Believe your ears – Hitting all the right notes in spatial sound rendering at ICASSP 2019

已发布

scene with voxels

Mixed reality (MR) applications and devices are seeing increased adoption, integrating computation into the fabric of our daily lives. This requires realistic rendering of virtual audio-visual content to deliver sensory immersion to MR users. Producing renderings indistinguishable from reality within tight computational budgets is both a tantalizing and challenging goal. A key component is spatial sound rendering, which provides important auditory cues about the locations of various virtual events within 3D environments.

Microsoft Research is devoted to improving the acoustic estimation and rendering technology for the full range of physical environments in which humans live, work, and play. The Audio and Acoustics Research Group at Microsoft Research has been collaborating across groups throughout the company to advance all major components of the mixed reality audio rendering pipeline. Research from these collaborations is already shipping in Microsoft products and tools, for example Windows Sonic, which provides improved HRTF-based spatialization within Windows and HoloLens, and Project Acoustics, which provides a complete auralization system by combining this HRTF technology with the Project Triton sound propagation engine being researched in the Interactive Media Research Group.

Spotlight: Event Series

Microsoft Research Forum

Join us for a continuous exchange of ideas about research in the era of general AI. Watch the first four episodes on demand.

“Our goal is to create audio experiences that seamlessly blend virtual content and reality, and to develop tools that empower artists and content creators to do the same.” – Hannes Gamper, Researcher, Audio and Acoustics Group Microsoft Research

A key unifying research theme evident across all these efforts is the utilizing of existing knowledge about auditory perception quantified as acoustic parameters, which result in systems that are both flexible and efficient.

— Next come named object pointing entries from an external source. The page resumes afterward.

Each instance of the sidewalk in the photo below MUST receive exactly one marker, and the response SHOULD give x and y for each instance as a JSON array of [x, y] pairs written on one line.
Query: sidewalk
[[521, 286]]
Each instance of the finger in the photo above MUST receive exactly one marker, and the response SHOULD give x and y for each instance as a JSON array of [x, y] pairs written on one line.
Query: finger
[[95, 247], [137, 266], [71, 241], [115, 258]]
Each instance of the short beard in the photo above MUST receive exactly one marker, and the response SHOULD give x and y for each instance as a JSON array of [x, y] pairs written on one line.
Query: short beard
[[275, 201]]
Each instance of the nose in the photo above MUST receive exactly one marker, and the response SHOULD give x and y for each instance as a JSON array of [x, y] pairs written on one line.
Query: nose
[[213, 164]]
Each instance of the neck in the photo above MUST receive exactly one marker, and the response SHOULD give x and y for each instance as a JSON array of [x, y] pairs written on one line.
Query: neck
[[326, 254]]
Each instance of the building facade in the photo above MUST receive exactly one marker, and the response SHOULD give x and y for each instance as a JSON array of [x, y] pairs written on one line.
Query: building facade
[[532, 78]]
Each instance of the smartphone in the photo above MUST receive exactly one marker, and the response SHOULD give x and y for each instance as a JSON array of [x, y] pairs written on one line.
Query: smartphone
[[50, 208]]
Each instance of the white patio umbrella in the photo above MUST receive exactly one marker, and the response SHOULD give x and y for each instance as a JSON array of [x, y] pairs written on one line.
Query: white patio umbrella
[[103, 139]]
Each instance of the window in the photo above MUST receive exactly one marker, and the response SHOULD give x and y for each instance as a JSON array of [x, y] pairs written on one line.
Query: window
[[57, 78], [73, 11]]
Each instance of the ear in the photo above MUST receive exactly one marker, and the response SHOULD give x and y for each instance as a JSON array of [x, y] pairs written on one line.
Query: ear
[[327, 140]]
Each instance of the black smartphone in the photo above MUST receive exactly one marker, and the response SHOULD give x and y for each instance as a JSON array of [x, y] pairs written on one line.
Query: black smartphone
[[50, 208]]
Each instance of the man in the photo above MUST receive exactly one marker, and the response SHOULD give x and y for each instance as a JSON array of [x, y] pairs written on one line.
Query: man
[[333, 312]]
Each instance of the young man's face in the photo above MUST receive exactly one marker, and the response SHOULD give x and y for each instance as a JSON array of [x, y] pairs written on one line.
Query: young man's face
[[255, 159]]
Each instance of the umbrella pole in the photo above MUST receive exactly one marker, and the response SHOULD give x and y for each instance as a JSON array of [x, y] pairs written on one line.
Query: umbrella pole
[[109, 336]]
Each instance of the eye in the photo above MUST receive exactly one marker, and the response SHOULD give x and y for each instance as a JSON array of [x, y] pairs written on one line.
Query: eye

The IEEE International Conference on Acoustics, Speech and Signal Processing (ICASSP) is the world’s largest and most comprehensive technical conference focused on signal processing and its applications. This month at ICASSP 2019 in Brighton, United Kingdom, Microsoft Research’s Audio and Acoustics and Interactive Media Research Groups, partnering with product and system designers across Microsoft, and with researchers from New York University, Aalto University, Technische Universität Berlin, and École Polytechnique Fédérale de Lausanne, together present a series of papers advancing three crucial aspects of this research agenda – parameter extraction, efficient binaural rendering, and parameterizing outdoors.

Parameter extraction

In “Blind Room Volume Estimation from Single-Channel Noisy Speech” Hannes Gamper, Nikunj Raghuvanshi, and Ivan J. Tashev of Microsoft Research Redmond, along with Andrea F. Genovese of New York University and Ville Pulkki of Aalto University, propose a method for estimating the physical size of a room directly from speech signals captured by a microphone. Knowledge of room characteristics in terms of geometric and acoustic parameters is important for rendering virtual audio objects that seamlessly blend into the real environment and can also be used to model or design audio filters for various applications. In addition to using such knowledge to enhance the plausibility of immersive audio in MR applications that aim at blending real and virtual sound sources into a cohesive auditory scene, there are numerous applications – speech processing and audio forensics – that can benefit significantly from dynamic and blind estimation on the fly of the acoustic parameters of the local space of a listener. “Our augmented reality audio systems today render virtual objects in generic rooms,” said Keith Godin, Senior Scientist with Microsoft Cloud+AI. “These results will help us build systems that can ground virtual objects in the physical environment of the user, despite the computational limitations of head-worn devices.”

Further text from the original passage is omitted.